‘Smoke Ready Week’ prepares community for wildfire season

SPOKANE, Wash. — A big concern heading into wildfire season is the risk that comes for thousands living in rural areas. A risk we all face—wildfire smoke.

A second ‘Smoke Ready Week’ is in full swing, hosted by Spokane Regional Clean Air Agency. We can’t predict how the wildfire season will play out, but something we can control is how we prepare.

Lisa Woodard is the Director of Communication & Outreach at Spokane Regional Clean Air Agency. With the second annual Smoke Ready week, they have one focus.

“Our goal is to get people the tools and resources so they can prepare,” explained Woodard.

First and foremost, our community needs to know how to get air quality information constantly, because conditions change rapidly and for many, their health depends upon it. The Spokane Regional Clean Air Agency website will always be kept up to date.

Woodard explains, “These particles are so small they bypass our body’s defense systems and they get in through our bloodstream, and in through our lungs where they can scar and damage lung tissue.” The health impacts are real, and those most at risk are adults over 65, pregnant women, those with pre-existing health conditions, and children.

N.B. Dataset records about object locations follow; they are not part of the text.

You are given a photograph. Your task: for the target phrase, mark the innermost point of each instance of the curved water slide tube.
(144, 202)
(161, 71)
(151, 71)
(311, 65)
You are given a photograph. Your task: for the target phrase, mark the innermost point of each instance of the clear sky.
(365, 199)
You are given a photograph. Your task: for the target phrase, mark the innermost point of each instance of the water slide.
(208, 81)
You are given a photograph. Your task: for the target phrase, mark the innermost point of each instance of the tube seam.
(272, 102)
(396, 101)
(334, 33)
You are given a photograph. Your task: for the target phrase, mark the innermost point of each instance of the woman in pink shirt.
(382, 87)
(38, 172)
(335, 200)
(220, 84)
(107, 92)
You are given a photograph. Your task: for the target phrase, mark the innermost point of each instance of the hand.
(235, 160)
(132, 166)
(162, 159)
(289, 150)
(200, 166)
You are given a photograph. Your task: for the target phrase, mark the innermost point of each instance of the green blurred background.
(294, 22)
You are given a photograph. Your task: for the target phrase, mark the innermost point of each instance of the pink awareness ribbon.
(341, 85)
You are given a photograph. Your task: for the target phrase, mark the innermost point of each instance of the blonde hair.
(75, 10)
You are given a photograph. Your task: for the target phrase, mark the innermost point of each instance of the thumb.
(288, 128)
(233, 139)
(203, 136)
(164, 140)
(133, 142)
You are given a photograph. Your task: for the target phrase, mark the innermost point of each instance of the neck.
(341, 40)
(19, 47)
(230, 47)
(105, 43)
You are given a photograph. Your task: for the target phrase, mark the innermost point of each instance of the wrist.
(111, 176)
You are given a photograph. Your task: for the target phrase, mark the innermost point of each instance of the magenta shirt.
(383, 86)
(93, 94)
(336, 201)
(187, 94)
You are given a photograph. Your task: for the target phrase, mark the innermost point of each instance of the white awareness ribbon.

“Children breathe 50% more air than adults & their lungs are still developing,” said Woodard.

By this point, most of us know to stay indoors on smoky days, but something you might not have considered is that what you’re doing inside matters, too.

“Another thing about keeping your indoor air as clean as possible is not adding to the pollution in your home: candles, dusting, vacuuming, frying food on the stove, all of these things add to pollutants in the home,” explained Woodard.

Right now, our drought makes this upcoming season even more concerning. Chief Brian Schaeffer with Spokane Fire said, “Our partners at [the National Oceanic and Atmospheric Administration] have been telling us, it’s lining up to be a very dangerous situation for eastern Washington — but especially Spokane.”

No matter how many times fire agencies tell us to be careful about our own personal fires, they see the same thing every year.

“It was only a small fire, and 80 acres later, or 50 acres later, or a building or a garage later and the consequences are completely predictable,” said Schaeffer. “If it’s predictable, it’s preventable.”